Because of the constant parade of urgent items on their “to do” lists, founders may feel like they aren't keeping up, that they aren't moving their business forward, or, worse yet, that the business is failing altogether. By the time things reach this stage, it is often past the time when the real problem should have been identified and addressed.

The problem, in general, is that no attempt has been made to distinguish between issues that are Truly important of those who are just urgent.

This is because separating issues in this way is not a natural way of thinking. When an issue is urgent, by definition it has become a priority. The issue must be addressed because it must be addressed. Now. Therefore, as a founder, pressing problems easily dominate his days and his “shared mind.” Since they can't (or can no longer) be ignored, they become the topics you spend your time on. This seems like a good way to budget your time. In fact, it is not.

That in itself is a problem because finding effective ways to budget your time is one of the first hurdles new founders face as they grow their companies.

Simply put, many founders start out believing that their time and attention are, indeed, an infinite resource. By this I don't mean its infinite hours in a day. What I really mean is that founder time is the only amount over which an early-stage founder truly feels like he has complete control.

Virtually all external resources – particularly financial resources – are tightly restricted, and those limitations are outside the control of the founder. The only thing they feel they can always find more of is their own time. Until they can't take it anymore.

Usually this process occurs gradually. I know it's happened when founders start saying they're tired, stressed, or feel like there's too much to do. They will often say that they hope things will improve soon, once they've passed the next round of funding, the next technical milestone, or the next conference. It almost never gets better. Unless they address the issue.

It is at this point that I suggest to many founders that they really need “professional help.” By this I don't mean counseling. What I mean is that they need to find someone detailed and organized who can help them with the task of separating the Merely Urgent of the Truly Important.

Because many of the pressing issues that founders tend to grapple with don't require their particular skills, experience, or judgment (or, frankly, even their level of authority) to address. Many of these tasks are repetitive or even routine and typically need to be completed with care and attention to detail, but they do not need to be completed by the founder himself.

Honestly, the problem is that many founders consider these tasks to be, well, chores. Take for example completing payroll, this is a task that must be done and it must be done on time, it requires careful attention to ensure it is done correctly, but it does not require high level decision making. Past a certain point, it's the wrong job for founders to do.

But because many founders don't enjoy jobs like this, and because other people depend on them being completed on time, founders will, at least initially, be reluctant to “offload” them to someone else. They feel like this would be an imposition and since their time is something they always have enough of, they should go ahead and do those nasty little jobs themselves. Irritating and time-consuming jobs instead of imposing them on someone else.

When they do this, they are actually not doing them any favors. Everyone around them, their employees, their investors and even their clients, considers the founder's time to be the most valuable thing they can have. has spend. Spending that valuable resource on work that could be done by someone else doesn't really help anyone, least of all the founder.

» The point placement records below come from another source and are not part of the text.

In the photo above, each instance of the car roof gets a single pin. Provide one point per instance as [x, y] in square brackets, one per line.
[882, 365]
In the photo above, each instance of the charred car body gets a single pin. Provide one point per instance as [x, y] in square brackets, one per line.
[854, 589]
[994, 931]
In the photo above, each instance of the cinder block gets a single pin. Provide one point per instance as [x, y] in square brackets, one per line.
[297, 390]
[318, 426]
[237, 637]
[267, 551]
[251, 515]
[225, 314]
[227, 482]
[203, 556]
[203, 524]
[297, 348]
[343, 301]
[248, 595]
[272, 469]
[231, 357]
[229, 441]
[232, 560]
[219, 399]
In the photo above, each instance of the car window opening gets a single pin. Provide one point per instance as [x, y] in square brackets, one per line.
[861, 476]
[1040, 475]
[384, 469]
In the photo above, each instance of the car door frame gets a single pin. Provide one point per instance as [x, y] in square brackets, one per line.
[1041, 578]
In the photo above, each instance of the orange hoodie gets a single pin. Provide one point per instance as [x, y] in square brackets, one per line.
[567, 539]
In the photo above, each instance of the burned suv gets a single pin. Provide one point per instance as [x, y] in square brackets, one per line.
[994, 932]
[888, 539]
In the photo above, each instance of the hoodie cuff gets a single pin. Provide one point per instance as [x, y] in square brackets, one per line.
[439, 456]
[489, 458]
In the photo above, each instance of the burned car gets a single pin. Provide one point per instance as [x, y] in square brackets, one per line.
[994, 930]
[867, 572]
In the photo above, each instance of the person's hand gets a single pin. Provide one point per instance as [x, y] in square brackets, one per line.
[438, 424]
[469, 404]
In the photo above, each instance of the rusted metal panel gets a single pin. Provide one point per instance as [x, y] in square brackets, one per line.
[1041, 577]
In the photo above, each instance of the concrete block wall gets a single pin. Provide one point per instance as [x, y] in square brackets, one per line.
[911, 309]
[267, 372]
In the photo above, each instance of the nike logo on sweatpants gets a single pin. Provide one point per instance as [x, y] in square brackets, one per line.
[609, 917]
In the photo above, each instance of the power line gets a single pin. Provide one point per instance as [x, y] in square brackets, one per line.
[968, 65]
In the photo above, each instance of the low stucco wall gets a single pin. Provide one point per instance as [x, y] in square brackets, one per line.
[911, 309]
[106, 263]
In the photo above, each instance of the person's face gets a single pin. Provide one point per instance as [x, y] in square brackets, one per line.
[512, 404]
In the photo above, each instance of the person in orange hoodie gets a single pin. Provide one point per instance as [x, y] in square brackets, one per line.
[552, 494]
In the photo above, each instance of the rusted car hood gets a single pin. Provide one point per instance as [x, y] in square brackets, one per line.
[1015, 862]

The other reality that founders must accept is that there are many people in the world who not only enjoy the jobs that the founder doesn't like, but also have the skills and experience to be much better at them than the founder sometime it would be. .

Believe me, one of the great joys of being a founder is finding people to work with who are really good at the jobs you don't like doing. But you have to realize that truth in order to enjoy it.

However, to be fair, hiring someone to handle the urgent but routine part of the load is only part of the solution to this problem. In the next column we'll look at some other techniques for separating the merely urgent from the truly important so you can keep your focus where it needs to be.